Viral contamination of Iranian haemophilia patients through administration of tainted blood products in the 1990s had grave consequences both for the patients and the Iranian national health care system. On the national health care sector side, the MOH has to pay compensation from the national health budget. Obviously this has reduced the per capita share of the budget for all patient groups, including haemophiliacs. Shortage of available resources for investment into some important treatment interventions, such as immune tolerance induction, secondary and target joint prophylaxis and orthopaedic reconstruction surgery, could compromise patients’ quality of life.

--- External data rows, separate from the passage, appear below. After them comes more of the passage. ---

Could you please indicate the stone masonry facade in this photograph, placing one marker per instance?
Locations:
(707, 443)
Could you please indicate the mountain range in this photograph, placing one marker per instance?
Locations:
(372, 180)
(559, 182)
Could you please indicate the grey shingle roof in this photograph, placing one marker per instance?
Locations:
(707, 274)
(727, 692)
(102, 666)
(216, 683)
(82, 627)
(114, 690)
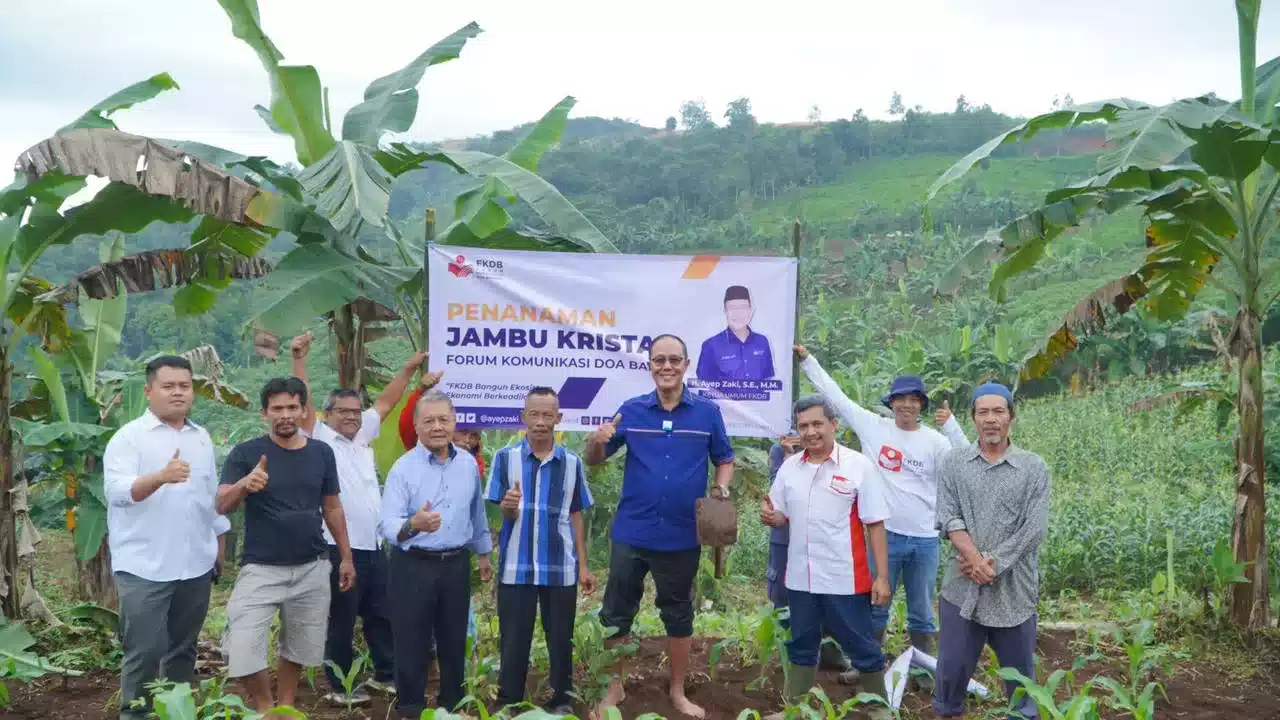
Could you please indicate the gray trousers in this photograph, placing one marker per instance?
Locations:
(960, 645)
(159, 627)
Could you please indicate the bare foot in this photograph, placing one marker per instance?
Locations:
(612, 698)
(684, 706)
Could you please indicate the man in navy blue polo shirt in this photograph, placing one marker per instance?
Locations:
(671, 438)
(737, 352)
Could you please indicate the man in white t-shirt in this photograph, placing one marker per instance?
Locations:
(832, 501)
(906, 455)
(350, 429)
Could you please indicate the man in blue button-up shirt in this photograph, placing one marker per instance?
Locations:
(671, 438)
(737, 352)
(433, 515)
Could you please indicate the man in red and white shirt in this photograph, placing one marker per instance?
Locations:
(833, 501)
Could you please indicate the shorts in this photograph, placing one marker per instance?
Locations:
(673, 574)
(300, 593)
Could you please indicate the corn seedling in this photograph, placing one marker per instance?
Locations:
(595, 659)
(348, 678)
(1139, 706)
(1079, 706)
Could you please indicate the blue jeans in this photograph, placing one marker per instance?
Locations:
(846, 616)
(914, 563)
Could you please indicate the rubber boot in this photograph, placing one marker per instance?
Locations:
(831, 657)
(873, 683)
(926, 643)
(799, 680)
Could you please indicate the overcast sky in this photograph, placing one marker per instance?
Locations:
(635, 60)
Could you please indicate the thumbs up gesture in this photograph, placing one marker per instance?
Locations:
(769, 515)
(256, 478)
(942, 414)
(606, 432)
(177, 470)
(511, 501)
(424, 520)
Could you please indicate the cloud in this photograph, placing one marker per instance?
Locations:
(636, 60)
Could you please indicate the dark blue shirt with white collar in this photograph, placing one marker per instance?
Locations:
(725, 358)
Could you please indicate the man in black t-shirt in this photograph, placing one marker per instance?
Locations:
(287, 483)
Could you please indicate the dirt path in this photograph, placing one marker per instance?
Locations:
(1196, 691)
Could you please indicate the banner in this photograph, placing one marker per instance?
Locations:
(503, 322)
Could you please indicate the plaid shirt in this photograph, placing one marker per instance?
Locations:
(536, 548)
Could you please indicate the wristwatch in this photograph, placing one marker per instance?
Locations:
(407, 529)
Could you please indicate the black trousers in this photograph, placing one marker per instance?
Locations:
(517, 607)
(366, 600)
(430, 595)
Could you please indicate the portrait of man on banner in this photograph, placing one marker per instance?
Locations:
(737, 352)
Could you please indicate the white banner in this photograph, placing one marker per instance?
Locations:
(503, 322)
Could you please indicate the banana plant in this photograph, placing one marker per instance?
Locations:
(348, 176)
(1205, 173)
(147, 181)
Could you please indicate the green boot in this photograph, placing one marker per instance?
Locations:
(873, 683)
(799, 680)
(927, 643)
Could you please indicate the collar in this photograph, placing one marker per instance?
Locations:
(528, 450)
(835, 455)
(151, 422)
(652, 400)
(1010, 455)
(432, 458)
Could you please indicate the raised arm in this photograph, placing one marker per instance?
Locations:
(240, 481)
(858, 418)
(604, 441)
(949, 425)
(394, 390)
(298, 349)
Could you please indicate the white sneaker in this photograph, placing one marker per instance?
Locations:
(378, 687)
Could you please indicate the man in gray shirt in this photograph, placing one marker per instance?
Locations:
(993, 507)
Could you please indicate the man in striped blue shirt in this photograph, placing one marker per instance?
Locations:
(542, 550)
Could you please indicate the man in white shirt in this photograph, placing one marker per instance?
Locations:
(350, 429)
(906, 455)
(164, 534)
(832, 501)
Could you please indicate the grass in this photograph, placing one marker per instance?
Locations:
(896, 185)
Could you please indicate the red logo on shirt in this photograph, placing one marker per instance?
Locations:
(891, 459)
(460, 268)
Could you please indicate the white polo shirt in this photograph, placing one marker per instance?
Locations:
(906, 461)
(827, 507)
(173, 533)
(357, 479)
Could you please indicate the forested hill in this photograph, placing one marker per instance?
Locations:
(736, 186)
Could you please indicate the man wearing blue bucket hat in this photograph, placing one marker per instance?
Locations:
(993, 507)
(906, 455)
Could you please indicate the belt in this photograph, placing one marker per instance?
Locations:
(434, 554)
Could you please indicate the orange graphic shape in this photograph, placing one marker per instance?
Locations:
(700, 267)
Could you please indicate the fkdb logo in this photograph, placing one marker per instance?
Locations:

Shifting the national health care budget toward a specific patient group may also compromise national health equity and ultimately skew the equity distribution curve. Provision of the most expensive medicines and therapies for haemophiliacs in the Islamic Republic of Iran both for treatment of their blood disorder and for viral contamination has increased the share of the national health care budget of these patients to more than 23-fold that of other patients. This might contradict the moral point of view that no community member can claim that his/her interests be advanced to a greater degree than those of any other community member. It is argued that investing substantial amounts of resources for rare conditions does not optimize the benefit to society [18].

In countries with limited resources available to the health care sector, a strategy of lower cost treatment and a holistic approach to patient care with cost–effective utilization of limited resources provides a viable standard of care, especially in the expensive field of haemophilia treatment. The Iranian MOH now spends its limited resources on less cost–effective interventions for haemophiliacs in order to avoid further confrontation with the courts. The court order against the MOH in the mid-1990s led to the closure of the only national plasma fractionation facility present in the country, which now relies on importation of the expensive coagulating factors to meet patients’ needs. This has obviously put new constraints on the limited resources available in the Iranian national health care sector.

Currently the Iranian MOH has to support treatment of all AIDS patients regardless of the cause of the infection. These patients receive all care, including anti-retroviral treatment, free of charge. Therefore the system is also committed to treatment of HIV-infected haemophilia patients. Unfortunately today haemophilia in the Islamic Republic of Iran is flagged as a problematic and challenging area which most of the time will terminate in a lawsuit. Therefore, few physicians even dare to provide care for these patients. It seems that some of the patient groups in the country, instead of focusing on interventions to improve the quality of life of haemophilia patients, mainly concentrate on filing lawsuits against national health officials. This has caused a lifelong fear of transfusion-transmitted infections regardless of the real risk in comparison with other problems and complications of caring for haemophilia patients. That is why currently more that 45% of haemophiliacs in the country are in the courts as plaintiffs. Unfortunately this has caused a stand-off between the haemophiliacs and the national health care system, which is supposed to be the main caregiver to these patients. There is no doubt that patients, and their quality of life, will be the main losers of such struggle.

Recent published reports indicate that legal interventions and verdicts have not contributed to patients’ quality of life, and in fact the quality of life of Iranian haemophiliacs has been compromised [19–21]. Meanwhile, interventions such as immune tolerance induction, secondary and target joint prophylaxis and orthopaedic reconstruction surgery have been totally ignored by both patient groups and the national health system.